On the burst front, Einstein was famous for a “Miracle Year” in 1905 where he published four groundbreaking papers — one outlined his theory of the photoelectric effect, another explained Brownian motion, another introduced special relativity, and another demonstrated mass-energy equivalence. That’s an insane year. Though he published a paper on general relativity in 1916 and applied that theory to the structure of the universe one year later, the majority of his output was clustered.

In my conversation with Tyler Cowen, he mentioned that Proust wrote Remembrance of Things Past in a burst. Likewise, Cervantes wrote Don Quixote in a burst, which is his best work by far. But on the side of consistency, you have people like Picasso, Shakespeare, and Johann Sebastian Bach, who were consistently productive.

— —

Company Building

Companies are like a ball: When the incentives are misaligned, the organization is stuck.

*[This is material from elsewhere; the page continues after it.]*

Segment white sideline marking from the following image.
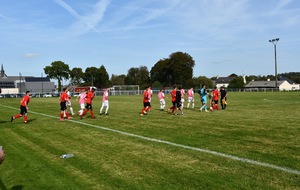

But when everybody is aligned and marching in the same direction, the company can make rapid progress.

Aligning arrows is the CEO’s responsibility.

— —

The Delta of Progress

Achievement doesn’t make us as happy as we think it will. Perhaps, humanity depends on this delta because being more rational about the gains from achievement would make us less productive.

— —

Testing the Social Health of a City

I use a heuristic to judge the social health of cities I explore.

Among my favorites is the quality of public bathrooms. Only a select number of cities have free and clean public bathrooms (Tokyo comes to mind). Many cities require you to pay a small fee to use the toilet, which isn’t an issue if they’re clean.

But closed restrooms are the ultimate sign of urban decay. They imply that a city can’t trust people to use them responsibly and that society has fallen to the tragedy of the commons.

Locked bathrooms also reveal a decaying culture because they wouldn’t have originally been built if urban planners thought nobody would use them

I snapped this locked bathroom photo in Austin last week.

Photo of the Week

This week, I'll be making my first trip to Ireland, and next week, I'll be in London for my first time as an adult. Your travel recommendations for both cities are appreciated!

In Dublin, I'll be seeing Tom McCarthy who reached out to me with the best cold email I've ever received. He's one of the youngest people in history to build a nuclear fusion reactor and is one of the most intellectually curious people I know. Today, at only 21 years of age, he runs a startup accelerator in Dublin called Patch which he calls "Hogwarts for teenagers."

We snapped this photo in New York City together a few years ago.